- Occupations: choreographer; solo performer; educator; community arts animator;

= Celeste Miller =

American choreographer, dancer

Celeste Miller is a choreographer, solo performer, educator, and community arts animator, located in the United States.

== Career ==
Miller is the Institute Director of the Curriculum in Motion Institute, co-founder of Jacob's Pillow Curriculum in Motion, and Lead Artist of Jacob's Pillow Medicine in Motion. She has authored a description of the Curriculum in Motion approach, titled 'Dancing with our Textbooks on our Heads', in the book Hybrid Lives of Teaching Artists in Dance and Theatre Arts: A Critical Reader (Cambria Press). She has also been a facilitator at the Alabama Dance Council. She is currently an associate professor in the department of Theatre, Dance, and Performance Studies at Grinnell College, where she is the artistic director of the Grinnell College Dance Ensemble/ACTivate. Miller earned her MFA from Hollins University/American Dance Festival.
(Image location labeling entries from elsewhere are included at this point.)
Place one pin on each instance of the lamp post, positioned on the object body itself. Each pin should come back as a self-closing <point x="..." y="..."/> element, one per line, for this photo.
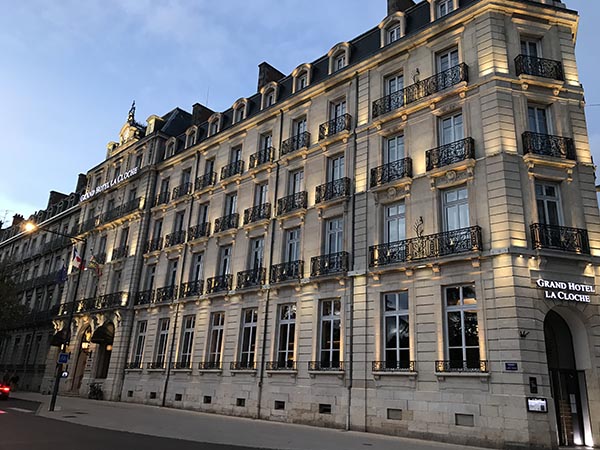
<point x="31" y="227"/>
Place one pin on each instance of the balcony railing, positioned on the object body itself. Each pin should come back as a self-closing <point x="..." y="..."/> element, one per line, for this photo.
<point x="261" y="157"/>
<point x="335" y="126"/>
<point x="162" y="198"/>
<point x="191" y="289"/>
<point x="256" y="213"/>
<point x="329" y="264"/>
<point x="574" y="240"/>
<point x="206" y="180"/>
<point x="392" y="171"/>
<point x="175" y="238"/>
<point x="182" y="190"/>
<point x="548" y="145"/>
<point x="232" y="169"/>
<point x="293" y="270"/>
<point x="198" y="231"/>
<point x="421" y="89"/>
<point x="285" y="205"/>
<point x="462" y="366"/>
<point x="430" y="246"/>
<point x="294" y="143"/>
<point x="334" y="189"/>
<point x="539" y="67"/>
<point x="450" y="153"/>
<point x="153" y="245"/>
<point x="393" y="366"/>
<point x="221" y="283"/>
<point x="227" y="222"/>
<point x="251" y="278"/>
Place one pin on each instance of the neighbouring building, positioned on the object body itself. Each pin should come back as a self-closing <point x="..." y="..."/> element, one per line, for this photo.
<point x="400" y="237"/>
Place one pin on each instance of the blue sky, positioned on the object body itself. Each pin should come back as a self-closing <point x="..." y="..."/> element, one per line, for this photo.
<point x="71" y="69"/>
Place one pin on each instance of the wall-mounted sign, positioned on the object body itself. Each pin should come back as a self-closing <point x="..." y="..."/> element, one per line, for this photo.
<point x="566" y="290"/>
<point x="115" y="181"/>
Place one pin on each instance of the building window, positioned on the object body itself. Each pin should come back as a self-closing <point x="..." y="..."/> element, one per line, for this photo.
<point x="395" y="222"/>
<point x="462" y="339"/>
<point x="161" y="342"/>
<point x="248" y="344"/>
<point x="455" y="208"/>
<point x="286" y="337"/>
<point x="330" y="334"/>
<point x="217" y="321"/>
<point x="396" y="330"/>
<point x="187" y="341"/>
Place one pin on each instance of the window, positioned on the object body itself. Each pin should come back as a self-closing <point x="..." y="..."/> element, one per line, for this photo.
<point x="548" y="203"/>
<point x="187" y="340"/>
<point x="395" y="222"/>
<point x="161" y="342"/>
<point x="140" y="341"/>
<point x="248" y="344"/>
<point x="451" y="129"/>
<point x="286" y="337"/>
<point x="217" y="321"/>
<point x="462" y="339"/>
<point x="456" y="208"/>
<point x="334" y="235"/>
<point x="330" y="334"/>
<point x="396" y="330"/>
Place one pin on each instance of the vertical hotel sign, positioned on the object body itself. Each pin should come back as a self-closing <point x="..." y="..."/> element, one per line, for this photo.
<point x="566" y="290"/>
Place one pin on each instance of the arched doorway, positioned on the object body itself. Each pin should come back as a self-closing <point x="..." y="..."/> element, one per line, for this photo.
<point x="566" y="381"/>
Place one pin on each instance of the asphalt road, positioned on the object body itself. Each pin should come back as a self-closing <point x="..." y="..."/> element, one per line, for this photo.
<point x="21" y="429"/>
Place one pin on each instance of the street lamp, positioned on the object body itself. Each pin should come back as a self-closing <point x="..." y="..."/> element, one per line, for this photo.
<point x="30" y="227"/>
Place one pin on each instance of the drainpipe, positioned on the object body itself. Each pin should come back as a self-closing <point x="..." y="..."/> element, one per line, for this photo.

Her choreographic piece titled 'Vision On 66: Go Dad Go' was performed in Tampa and St. Petersburg, as well as L.A. Her piece 'At Water’s Edge/Al filo de agua', directed in conjunction with Dora Arreola and featuring dancer Miroslava Wilson, vocalist Siki Carpio, and violinist/composer Chip Epsten, was performed at the Museum of Fine Arts in St. Petersburg, Florida in June 2022.

== Awards ==
Miller has received a National Endowment for the Arts Choreography Fellowship and the Atlanta Mayor's Fellowship in the Arts.